De nombreux d’entre nous avions été liées à des arbres dans la forêt replantée et la forêt ancestrale de Bassinglèglè. Certains acceptaient volontairement ces connexions spontanées tandis que d’autres s’en approchaient plus prudemment. Kanaa, avec ses facultés de guérison auprès des vivants, tel sur le plan spirituel comme sur le plan physique, était essentiel à l’échange entre les arbres, les plantes, les éléments et le patient (Laplante et Kanaa (sous presse), p. 185). Depuis un jeune âge, Kanaa est doté d’une attention, d’une sensibilité qui lui permet de sentir les appels des plantes autour de lui. Ceci fait partie des facultés qu’il entretient grâce à un cheminement proche à la nature, à l’environnement et aux éléments (Ingold, 2012, p. 185). Tout de même, une partie de la guérison provient aussi de la volonté du patient à cultiver, combler et poursuivre le travail, le traitement qui lui est demandé

Dès le premier jour chez ARAM, Kanaa m’avait demandé ce que je voulais faire en anthropologie. Avant même de pouvoir lui répondre, il s’est mis à m’explique que comme guérisseur et anthropologue nous avons le devoir de rendre visible aux autres les pratiques et les alliances à la nature, afin de pouvoir la guérir et nous guérir aussi. C’était une belle proposition comme mission pour les guérisseurs et les anthropologues, une mission que j’envisageais déjà possible à travers des images et des histoires en lien avec la médecine. Si elle était bien entretenue, la connexion et l’attention à la nature devait nous accompagner durant notre cheminement personnel, professionnel et académique une fois de retour en Amérique du Nord, et pour les années à venir.

Bibliographie

Boudreault-Fournier. (2019). Ce que nous apporte le son : Réflexions sur un champ en vibrations. Anthropologie et sociétés, 43(1), 9–.

Brunois. (2002). Du dessin au dessein des plantes sauvages. Journal de La Société Des Océanistes, 114-115, 23–38.

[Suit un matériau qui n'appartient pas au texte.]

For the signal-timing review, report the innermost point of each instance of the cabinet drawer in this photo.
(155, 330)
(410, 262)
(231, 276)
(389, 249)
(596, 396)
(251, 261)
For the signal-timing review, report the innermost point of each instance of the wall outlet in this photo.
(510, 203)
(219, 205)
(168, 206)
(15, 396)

Ingold. (2015). The Life of Lines. Taylor and Francis.

______ (2012). Culture, nature et environnement. Tracés (Lyons, France), 22, 169–187.

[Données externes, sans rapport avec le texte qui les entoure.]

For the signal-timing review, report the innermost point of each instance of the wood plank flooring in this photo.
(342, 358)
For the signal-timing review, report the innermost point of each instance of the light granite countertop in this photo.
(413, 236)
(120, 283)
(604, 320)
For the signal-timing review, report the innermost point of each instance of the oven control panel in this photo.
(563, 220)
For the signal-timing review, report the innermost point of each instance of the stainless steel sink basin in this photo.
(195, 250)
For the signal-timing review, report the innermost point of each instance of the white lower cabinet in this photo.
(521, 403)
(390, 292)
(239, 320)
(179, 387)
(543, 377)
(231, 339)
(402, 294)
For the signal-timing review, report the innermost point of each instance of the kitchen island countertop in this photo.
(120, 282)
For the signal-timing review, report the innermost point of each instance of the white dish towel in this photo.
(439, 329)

Laplante et Kanaa. (sous presses) La joie de Bassinglèglè. Appel des plantes. Anthropologie et sociétés.

Rosny. (1981). Les yeux de ma chèvre : sur les pas des maîtres de la nuit en pays douala (Cameroun). Plon.

Taussig. (1997). The Magic of the State. Routledge.

_______ (1986). Shamanism, colonialism, and the wild man: a study in terror and healing. University of Chicago Press.